Unsere Kranken bekamen Pisco außer ihren Gläschen auch als Medizin, am letzten Wochentag gab es überdies die »Samstagnachtflaschen«, wie man auf englischen Schiffen sagt: sogleich nach Einbruch der Dunkelheit wurden zwei Flaschen nach vorn geschickt, eine für die Steuerbord-, die andere für die Backbordwache; der Älteste der Wache machte nach altem Recht den Wirt, schenkte aus und ließ die Flasche herumgehen. Aber der Zimmermann und der Bottler, an Bord »Sägspan« und »Spund« genannt, die die Logisältesten waren, wußten sich stets Extrarationen zu verschaffen, mit denen sie sich nachmittags bei guter Laune erhielten und mit dem Stand der Dinge aussöhnten.
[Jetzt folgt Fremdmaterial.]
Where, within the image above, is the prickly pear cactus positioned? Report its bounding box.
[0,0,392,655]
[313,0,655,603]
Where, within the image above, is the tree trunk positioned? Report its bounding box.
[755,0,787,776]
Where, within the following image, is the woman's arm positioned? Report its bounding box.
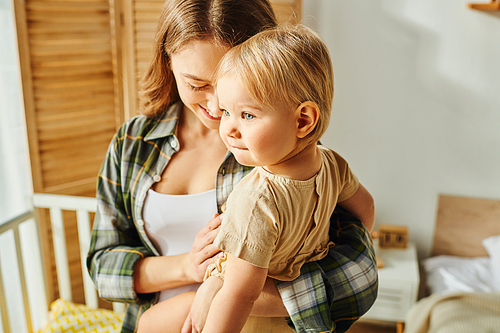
[203,254,268,333]
[339,184,375,232]
[134,214,225,293]
[87,117,225,304]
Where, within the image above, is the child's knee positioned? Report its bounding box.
[137,310,153,333]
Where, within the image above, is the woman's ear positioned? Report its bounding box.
[295,101,319,139]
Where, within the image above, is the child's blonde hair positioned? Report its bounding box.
[139,0,276,117]
[215,24,333,144]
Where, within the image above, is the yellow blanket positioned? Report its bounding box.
[405,293,500,333]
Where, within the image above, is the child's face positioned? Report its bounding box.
[217,74,298,166]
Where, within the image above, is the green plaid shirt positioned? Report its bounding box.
[87,103,377,332]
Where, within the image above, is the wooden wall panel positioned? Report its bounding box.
[14,0,301,305]
[15,0,116,196]
[118,0,302,119]
[13,0,117,303]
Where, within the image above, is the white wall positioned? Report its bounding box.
[303,0,500,257]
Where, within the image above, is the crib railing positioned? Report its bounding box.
[0,193,125,333]
[0,212,38,333]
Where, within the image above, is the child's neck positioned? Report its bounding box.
[264,144,322,180]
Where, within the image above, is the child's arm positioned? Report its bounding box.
[339,184,375,232]
[181,276,224,333]
[203,254,268,333]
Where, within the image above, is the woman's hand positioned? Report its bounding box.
[181,276,224,333]
[187,214,222,282]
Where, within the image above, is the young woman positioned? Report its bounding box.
[87,0,377,332]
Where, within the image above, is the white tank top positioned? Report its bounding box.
[143,189,217,301]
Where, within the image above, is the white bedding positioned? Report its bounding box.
[422,235,500,294]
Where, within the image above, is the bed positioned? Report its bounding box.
[405,195,500,333]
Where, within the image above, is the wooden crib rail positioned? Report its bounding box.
[0,193,125,333]
[33,193,98,309]
[0,212,37,333]
[33,193,125,312]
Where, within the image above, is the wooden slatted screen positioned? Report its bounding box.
[14,0,301,305]
[14,0,117,302]
[15,0,117,196]
[116,0,302,118]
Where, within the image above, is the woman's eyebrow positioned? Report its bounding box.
[181,73,210,82]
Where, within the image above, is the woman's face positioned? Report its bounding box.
[170,39,228,129]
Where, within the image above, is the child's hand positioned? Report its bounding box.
[186,214,222,282]
[181,276,224,333]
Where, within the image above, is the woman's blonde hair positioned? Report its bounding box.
[215,24,333,144]
[139,0,276,117]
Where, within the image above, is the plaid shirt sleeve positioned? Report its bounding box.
[276,206,378,333]
[87,116,158,304]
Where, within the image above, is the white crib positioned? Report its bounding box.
[0,194,125,333]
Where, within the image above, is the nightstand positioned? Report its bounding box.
[363,239,420,333]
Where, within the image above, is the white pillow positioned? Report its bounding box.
[422,256,495,294]
[482,235,500,291]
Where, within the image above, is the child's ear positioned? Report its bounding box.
[295,101,319,139]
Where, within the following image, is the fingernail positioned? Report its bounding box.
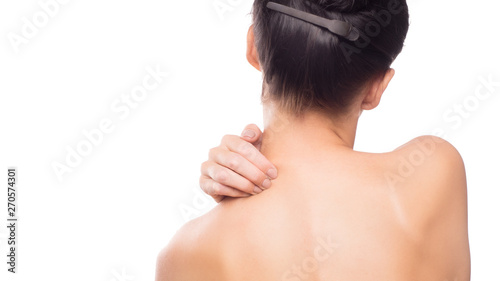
[253,186,262,194]
[262,179,271,189]
[267,168,278,179]
[241,130,255,139]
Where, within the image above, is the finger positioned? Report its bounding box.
[201,160,262,195]
[210,148,271,192]
[200,176,251,198]
[221,135,278,179]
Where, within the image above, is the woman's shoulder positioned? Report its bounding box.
[384,136,465,191]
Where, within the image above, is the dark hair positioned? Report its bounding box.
[252,0,409,114]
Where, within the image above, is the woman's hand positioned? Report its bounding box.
[200,124,278,202]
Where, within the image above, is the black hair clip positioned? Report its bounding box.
[267,2,359,41]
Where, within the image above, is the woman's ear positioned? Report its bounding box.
[247,24,260,71]
[361,68,396,110]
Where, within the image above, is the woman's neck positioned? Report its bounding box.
[261,103,359,161]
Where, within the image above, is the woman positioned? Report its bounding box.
[156,0,470,281]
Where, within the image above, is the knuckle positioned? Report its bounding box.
[208,147,217,160]
[213,170,229,183]
[227,156,240,171]
[199,176,211,195]
[212,182,222,195]
[221,135,233,144]
[238,141,254,158]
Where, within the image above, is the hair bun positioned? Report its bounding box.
[316,0,368,13]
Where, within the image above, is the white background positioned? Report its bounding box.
[0,0,500,281]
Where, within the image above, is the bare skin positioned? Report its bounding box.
[156,25,470,281]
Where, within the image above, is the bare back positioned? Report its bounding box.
[160,137,470,281]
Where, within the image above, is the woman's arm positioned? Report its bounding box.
[200,124,278,202]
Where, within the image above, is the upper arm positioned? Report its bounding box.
[401,136,470,280]
[155,217,225,281]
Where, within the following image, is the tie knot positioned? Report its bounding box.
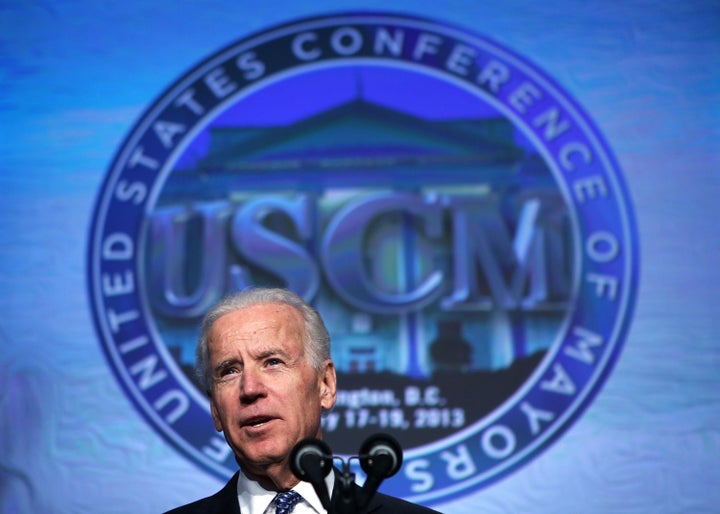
[273,491,302,514]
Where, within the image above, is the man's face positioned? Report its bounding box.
[208,304,335,476]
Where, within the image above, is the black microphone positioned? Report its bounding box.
[290,438,333,510]
[358,434,402,508]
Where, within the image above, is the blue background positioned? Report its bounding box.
[0,0,720,514]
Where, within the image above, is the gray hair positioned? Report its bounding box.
[195,288,330,394]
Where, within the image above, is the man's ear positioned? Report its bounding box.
[209,394,222,432]
[320,359,337,410]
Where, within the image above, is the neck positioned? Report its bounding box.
[243,464,300,491]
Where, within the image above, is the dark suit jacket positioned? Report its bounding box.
[165,473,436,514]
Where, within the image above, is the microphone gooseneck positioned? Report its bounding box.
[290,438,333,511]
[290,433,403,514]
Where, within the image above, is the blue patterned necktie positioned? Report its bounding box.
[273,491,302,514]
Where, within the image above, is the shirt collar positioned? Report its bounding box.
[237,469,335,514]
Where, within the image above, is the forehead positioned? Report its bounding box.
[208,303,304,345]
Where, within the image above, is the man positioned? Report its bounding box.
[167,289,434,514]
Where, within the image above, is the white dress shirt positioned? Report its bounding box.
[237,464,335,514]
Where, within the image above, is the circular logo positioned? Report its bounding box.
[88,13,638,503]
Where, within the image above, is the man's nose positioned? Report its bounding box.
[240,368,267,403]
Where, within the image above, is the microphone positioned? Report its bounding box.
[290,438,333,511]
[358,434,402,509]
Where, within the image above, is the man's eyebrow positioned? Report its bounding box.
[256,347,289,360]
[213,358,242,371]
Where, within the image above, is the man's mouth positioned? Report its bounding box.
[243,416,273,428]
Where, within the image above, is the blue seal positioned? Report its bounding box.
[88,13,639,503]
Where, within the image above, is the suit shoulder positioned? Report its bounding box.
[160,473,240,514]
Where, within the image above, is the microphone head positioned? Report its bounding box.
[358,434,402,479]
[290,438,333,482]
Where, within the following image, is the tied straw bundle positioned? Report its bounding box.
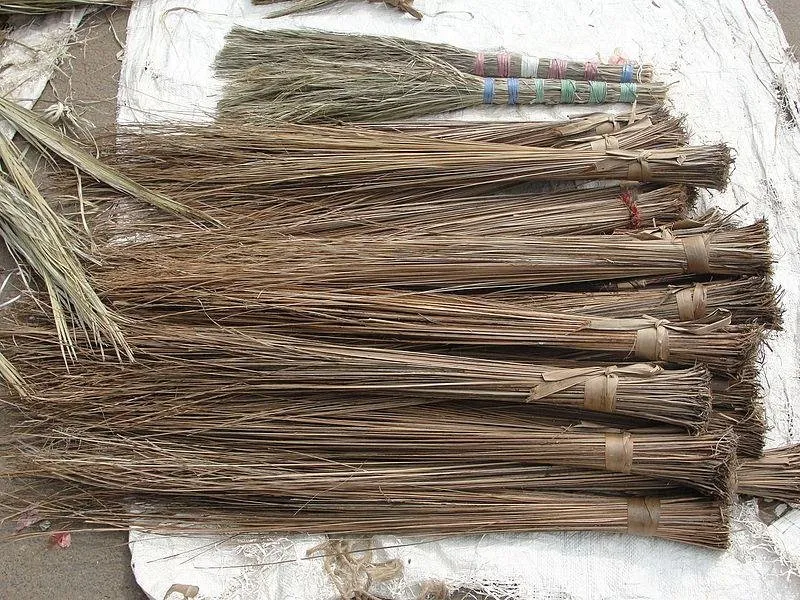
[492,276,782,330]
[368,107,689,150]
[217,29,667,122]
[737,445,800,503]
[217,64,667,124]
[0,134,131,364]
[3,394,736,498]
[95,221,772,302]
[0,0,131,15]
[1,321,710,432]
[0,480,729,548]
[89,124,731,214]
[98,282,761,379]
[98,185,692,238]
[216,26,653,83]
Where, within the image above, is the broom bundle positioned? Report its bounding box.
[0,478,729,548]
[100,123,731,205]
[7,406,736,498]
[253,0,422,21]
[192,185,691,236]
[737,445,800,503]
[84,185,693,238]
[0,146,130,360]
[0,0,131,15]
[356,106,689,150]
[492,276,782,329]
[94,221,772,296]
[217,68,667,124]
[92,282,761,381]
[708,408,767,458]
[218,36,667,122]
[4,322,710,432]
[216,26,653,83]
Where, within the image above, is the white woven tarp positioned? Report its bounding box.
[119,0,800,600]
[0,8,86,138]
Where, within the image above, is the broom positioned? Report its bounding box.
[94,125,730,213]
[97,282,761,380]
[217,64,667,124]
[94,185,692,239]
[4,322,710,432]
[0,135,131,360]
[216,26,653,83]
[253,0,422,21]
[492,276,782,330]
[6,405,736,498]
[94,221,772,294]
[738,445,800,503]
[0,0,131,15]
[0,96,208,220]
[104,124,731,198]
[354,106,689,149]
[0,478,729,548]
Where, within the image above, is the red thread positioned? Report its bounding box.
[547,58,567,79]
[473,52,486,77]
[497,52,511,77]
[620,190,642,229]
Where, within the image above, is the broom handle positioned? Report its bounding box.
[470,52,653,83]
[483,77,666,106]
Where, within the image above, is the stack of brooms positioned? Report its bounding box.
[0,29,800,548]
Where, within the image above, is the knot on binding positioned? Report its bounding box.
[675,283,708,321]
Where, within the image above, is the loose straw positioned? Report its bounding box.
[217,26,653,83]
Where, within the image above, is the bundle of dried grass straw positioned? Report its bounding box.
[0,0,131,15]
[217,27,667,123]
[253,0,422,20]
[0,29,797,548]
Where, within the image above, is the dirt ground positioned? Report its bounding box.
[0,0,800,600]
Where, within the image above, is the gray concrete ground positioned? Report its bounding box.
[0,0,800,600]
[0,9,146,600]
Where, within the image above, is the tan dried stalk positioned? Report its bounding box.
[216,27,653,83]
[7,321,710,431]
[737,444,800,503]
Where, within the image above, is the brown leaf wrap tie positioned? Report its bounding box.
[606,432,633,473]
[590,134,619,150]
[628,498,661,536]
[628,152,653,181]
[675,283,708,321]
[528,363,663,413]
[680,235,711,274]
[585,308,731,361]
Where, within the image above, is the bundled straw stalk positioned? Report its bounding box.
[95,221,772,302]
[94,186,691,238]
[253,0,422,21]
[493,276,783,329]
[0,480,729,548]
[104,123,731,201]
[368,109,689,150]
[98,282,761,380]
[355,106,689,149]
[708,408,767,458]
[7,322,710,432]
[4,404,736,498]
[0,0,131,15]
[738,445,800,503]
[0,98,206,219]
[218,65,667,123]
[0,135,130,358]
[216,27,653,83]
Pottwale hatten wir allerdings noch nicht gesehen; da wir nicht die Möglichkeit hatten, auf sie Jagd zu machen, war das auch unwesentlich. Bis nun hatten die Leute sich alle zwei Stunden im Ausguck abgelöst; jetzt schworen sie, sie würden nicht mehr nach oben gehen. Der Steuermann sagte nur, wo wir hinführen, sei der Ausguck überflüssig; die Walfische, die er im Auge hätte – Schwindel-Jack meinte, anderswo existierten sie nicht –, seien so zahm, daß sie ans Schiff herankämen und sich den Rücken daran rieben.

So lebten wir in der Wasserwelt etwa vier Wochen oder mehr, seitdem wir Hannamenu hinter uns gelassen hatten.